Our study has several limitations that need acknowledging. First, the retrospective nature of our study and the evaluation of a limited number of PTC cases with gross extrathyroidal extension into major neck structures are apparent potential sources of bias. Second, the retrospective study design lacked external validation. Lastly, the numbers of patients in stages I and II were very small, which shows that our hospital chooses to operate on advanced cases mainly, in contrast to many other high-volume centers. Further research is needed to ascertain the validity of our study results.

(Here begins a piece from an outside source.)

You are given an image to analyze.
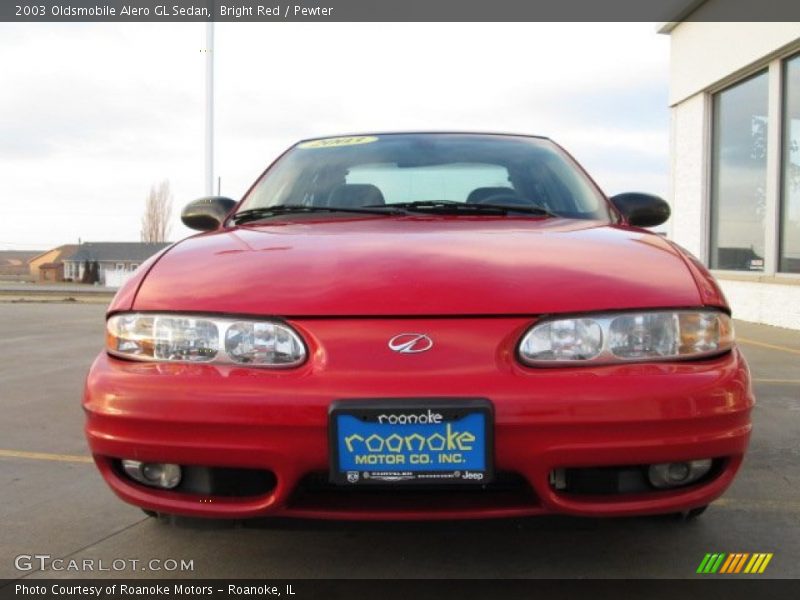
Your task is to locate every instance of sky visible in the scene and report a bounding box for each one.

In conclusion, the DSS rate in cases of gross extrathyroidal extension into surrounding major neck structures showed appropriate correlation and stratification with AJCC-8. Although the DSS rate of patients with T4a disease was worse due to the progression of aerodigestive tract infiltration, that of patients with RLN invasion only was excellent. Invasion into just the RLN may be down-staged. The progression of aerodigestive tract infiltration or the presence of great vessel or prevertebral fascia invasion has an impact on the incidence of distant recurrence. Specifically, the presence of great vessel or prevertebral fascia invasion has a huge impact on the incidence of distant and locoregional recurrences. These massive extrathyroidal extensions may worsen the biological characteristics and should be further evaluated.

Disclosure

No competing financial interests exist.